At this time, the empire was divided into two distinct parts: the east and the west. The division took its final form when Valentinian I (364-375 AD) gave control of the east to his brother Valens (364-378 AD). However, in 378 AD, when the empire was in the state of crisis, the authority reverted to Valentinian's son and successor in the west, Emperor Gratian (367-383 AD). Theodosius I became the new eastern emperor. Theodosius's first task was to clear the Goths from the Balkans or at least bring them under control. This was only achieved by allowing them to settle within the empire under their own king, normally as an ally of Rome but effectively as an armed and autonomous people.
The Sack of Rome
Theodosius died in 395 AD. His young sons Arcadius and Honorius became the east and west emperors respectively. At this point, the Goths chose to rebel. With Alaric as their leader, the Goths proceeded to Constantinople; en route, they looted and killed many in Greece. In 397 AD, the Goths settled in Epirus (northwest Greece) for four years until 401 AD when they invaded Italy. The attack was turned back by Stilicho, a commander appointed by Theodosius. A second attack occurred in 407 AD and returned a year later for a third attack. While attempting to negotiate with the vacillating government of Honorius, the Goths lost patience and sacked Rome.

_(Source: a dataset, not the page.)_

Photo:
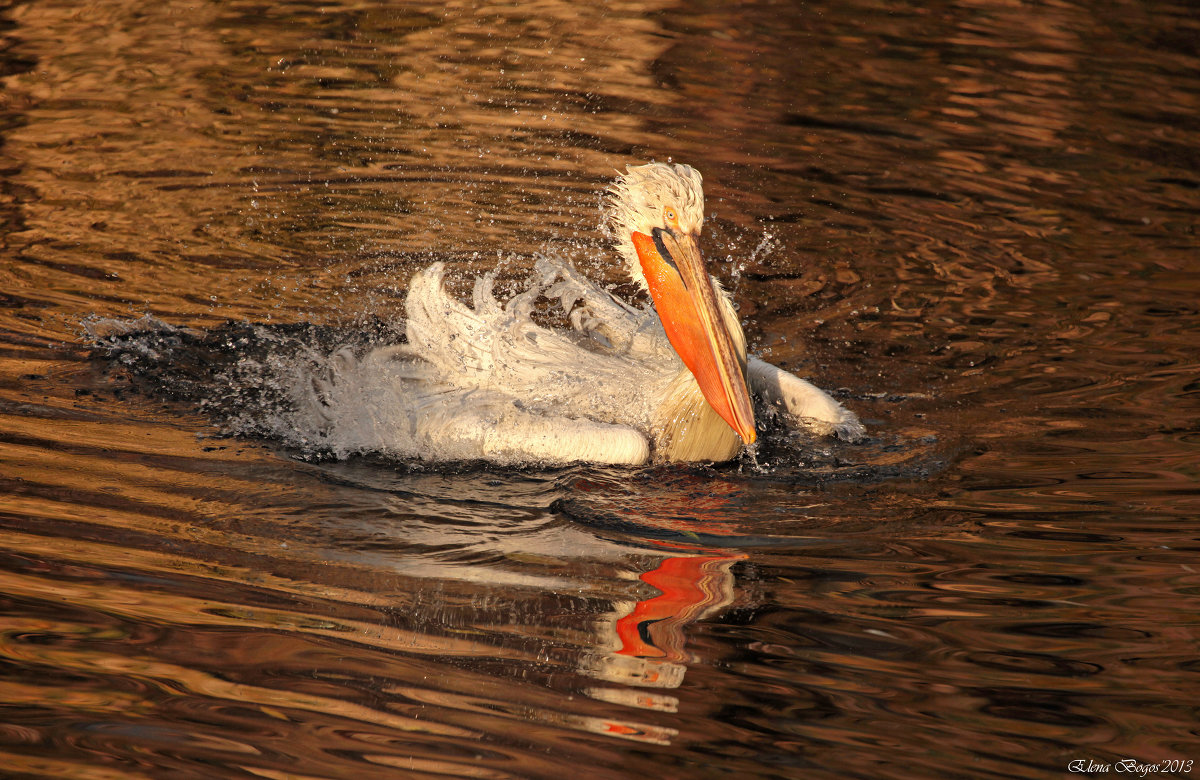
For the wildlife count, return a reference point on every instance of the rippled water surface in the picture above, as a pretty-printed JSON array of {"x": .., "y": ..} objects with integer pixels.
[{"x": 976, "y": 220}]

The event was considered a catastrophe even though the government was not located in Rome (it had been moved to Ravenna). The western empire was in crisis, not only from the Goths, but from rival emperors and by armies of Vandals, Alans, and Suebi who had crossed the Rhine and were ravaging Gaul. The Goths left Italy and ceded a kingdom centered on Toulouse in 418. Honorius survived five more years, dying of disease in 423 AD. By that time, Britain, with large areas of Gaul and Spain, were effectively beyond his control.
Honorius' successors in the west did not fare any better. The long reign of Valentinian III (423-455 AD) saw the defeat of the Hunnish leader Attila at the battle of the Catalaunian Fields in 453 AD, but failed to turn back the trend to fragmentation. The Vandals took over North Africa in 439 AD. The following western emperors Valentinian gradually yielded more power to the Germanic commanders who controlled their armies, eventually becoming little more than figureheads. The least of all, Romulus Augustus, abdicated in 476 AD, leaving his position with a pension to Campania.
The abdication of Romulus Augustus marks the end of the Roman Empire in the west, which henceforth was a mosaic of Germanic kingdoms ruled by Ostrogoths, Visigoths, Vandals, Franks, Saxons and others. With these territories, the Roman aristocracy survived, reading and writing in Latin and putting their administrative skills to the service of their new masters. By contrast, the Roman Empire remained strong in the east. The emperors frequently intervened in western affairs; the most powerful of whom, Justinian I (527-565 AD) re-conquered a substantial part of the lost western provinces. This territory was lost later, but the Byzantine realm survived, its Greek-speaking rulers continuing to style themselves "Emperors of the Romans" until the last of them died by the city walls when the Ottoman Turks conquered Constantinople in 1453 AD.